Она повернулась к Джонни:
– Расскажи ей, какая она.
– Если бы ты могла видеть, как ты выглядишь, – начал Джонни, пристально глядя на Лиссу. – Как ты двигаешься. Лень определяет твою жизнь. Сплошная праздность.
– Спасибо, Джонни. Итак, Лисса, Елена сидит вот так.
Клара скрестила руки на коленях, подражая позе Лиссы.
– Нет. Вы, англичане, вы все ошибаетесь. Почему я выбрала англичан для интерпретации этой русской пьесы? Я сошла с ума, иначе не скажешь. Лисса, ты знаешь технику Мейснера?
Лисса кивнула:
– Мы изучали ее в театральной школе. Хотя прошли годы с тех пор, как…
– Хорошо, садись сюда.
На сцену вынесли еще один стул, Лисса послушно вышла на середину комнаты и села на него.
– А ты, – переключилась Клара, поворачиваясь на каблуках и указывая на Майкла. – Ты тоже напряжен. Ты находишься на сцене всего пять минут, но уже напряжен. Это ужасно. Иди сюда.
Майкл встал и чему-то улыбнулся, проводя рукой по волосам.
– Майкл, ты знаешь эту технику?
Майкл отрицательно покачал головой.
– Лисса. Опиши ее Майклу, пожалуйста.
Лисса скрестила ноги в лодыжках, но спохватившись, снова распрямила их.
– Итак, насколько я могу вспомнить, все начинается с того, что один из нас замечает что-то в другом человеке. Я замечаю кое-что в тебе, поначалу то, что лежит на поверхности. Это может быть то, что ты носишь, например, привычка носить синий верх. А ты подтверждаешь мне мои наблюдения. Мы делаем это некоторое время, а потом углубляемся за пределы внешности…
Клара хлопнула ладонью по столу:
– Стоп! Достаточно объяснений. Начали!
Майкл издал короткий лающий смешок, а Лисса перевела дыхание.
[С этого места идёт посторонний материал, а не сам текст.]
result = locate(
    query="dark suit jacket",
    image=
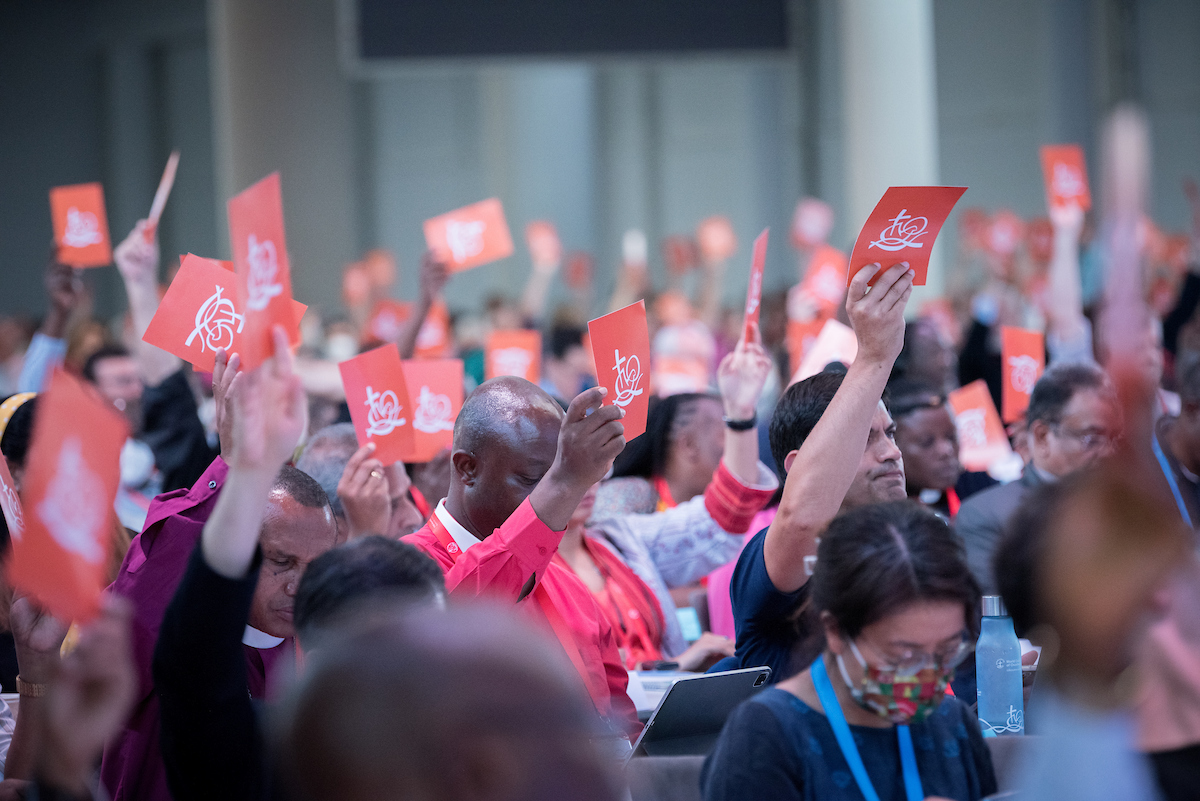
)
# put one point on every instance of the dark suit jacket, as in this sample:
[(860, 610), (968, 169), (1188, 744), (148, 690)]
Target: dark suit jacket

– Твоя прическа, – начала она. – Она… с челкой.
Майкл улыбнулся.
– У меня есть челка? – спросил он восходящим тоном удивления.
– Стоп!
Майкл повернулся к режиссеру.
– Никакой игры, – сказала Клара, стуча кулаком по столу. – А ты играешь. Но если это твоя игра, Майкл, то я рада, что у твоего персонажа нет ни единой реплики в этой пьесе. Тут смысл в том, чтобы не играть.
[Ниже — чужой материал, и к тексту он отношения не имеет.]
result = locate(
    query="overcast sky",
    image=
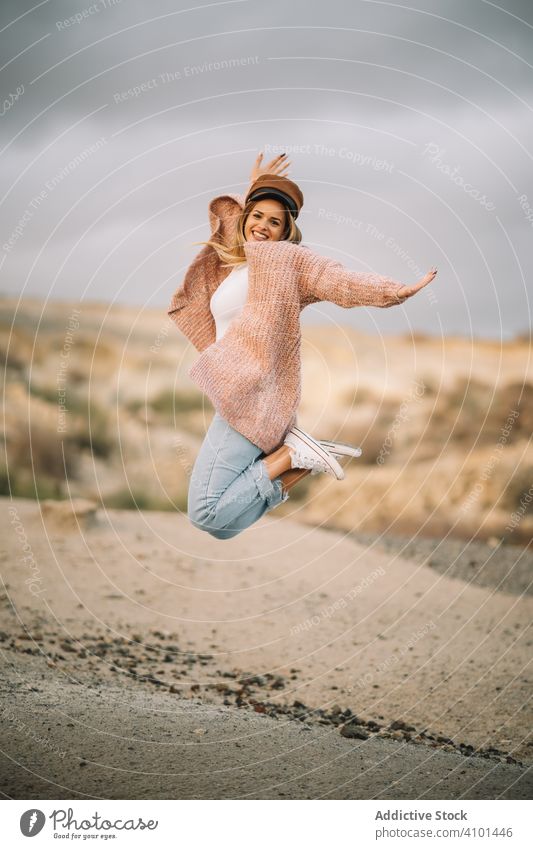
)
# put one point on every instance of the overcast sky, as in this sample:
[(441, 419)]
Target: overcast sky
[(410, 127)]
Пристыженный, Майкл повернулся к Лиссе, которая бросила на него сочувственный взгляд, и они начали снова.
– Ты выглядишь бледным, – вновь начала Лисса.
– Я выгляжу бледным.
– Ты выглядишь бледным.
– Я выгляжу бледным.
Лисса видела, как застыл Майкл, он был слишком напуганным, чтобы сделать хоть шаг.
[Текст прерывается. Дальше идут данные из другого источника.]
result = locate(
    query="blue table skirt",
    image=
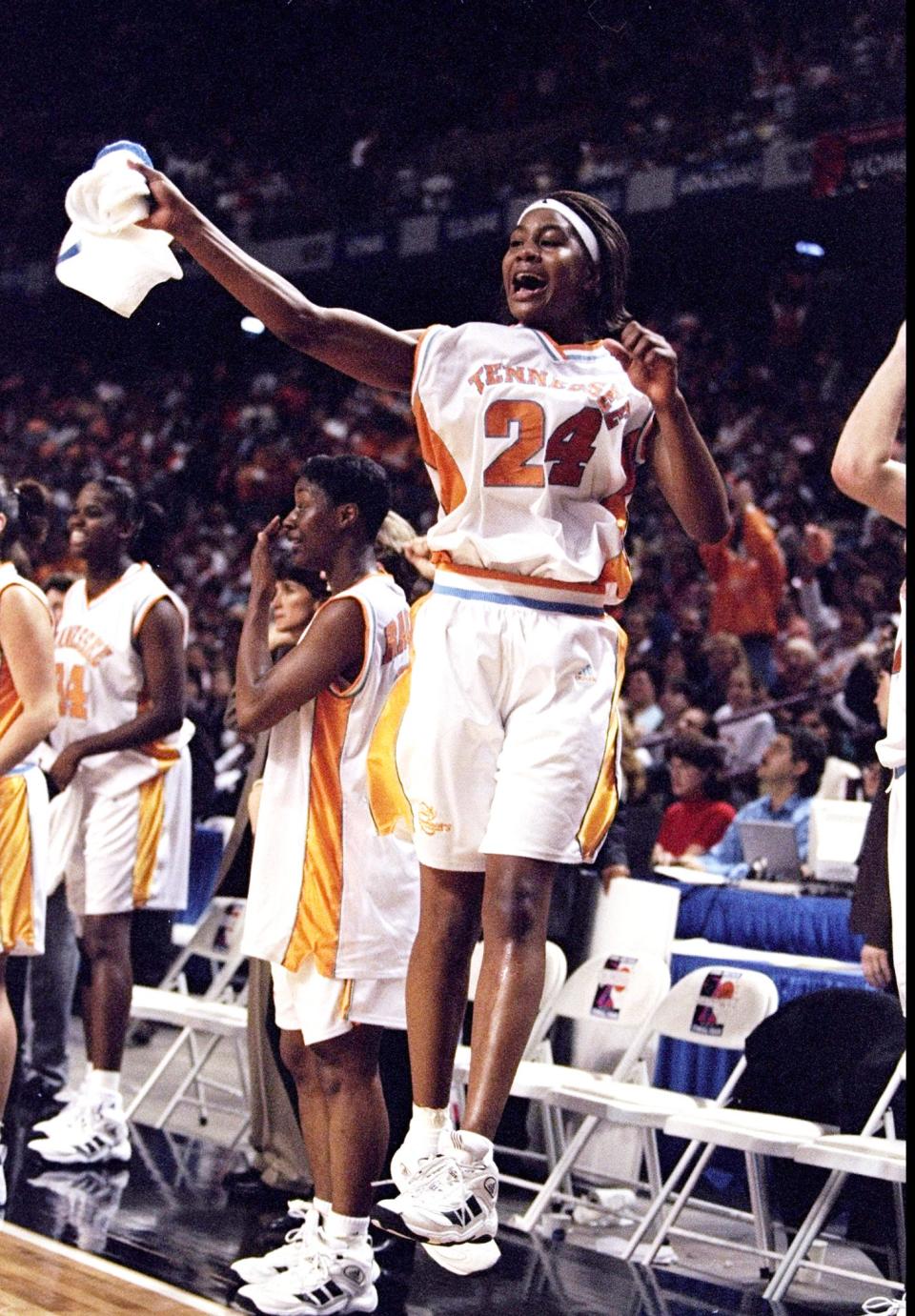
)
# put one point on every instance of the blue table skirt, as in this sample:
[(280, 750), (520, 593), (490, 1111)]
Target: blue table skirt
[(798, 925)]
Неожиданно Лисса вспомнила своего учителя по театральной школе, маленького напряженного человечка, который страстно верил в эту методику постановки пьес. «Называй то, что видишь, – так он всегда говорил, когда они использовали технику Мейснера. – Направь свое внимание на другого человека, посмотри внимательно и назови то, что ты видишь.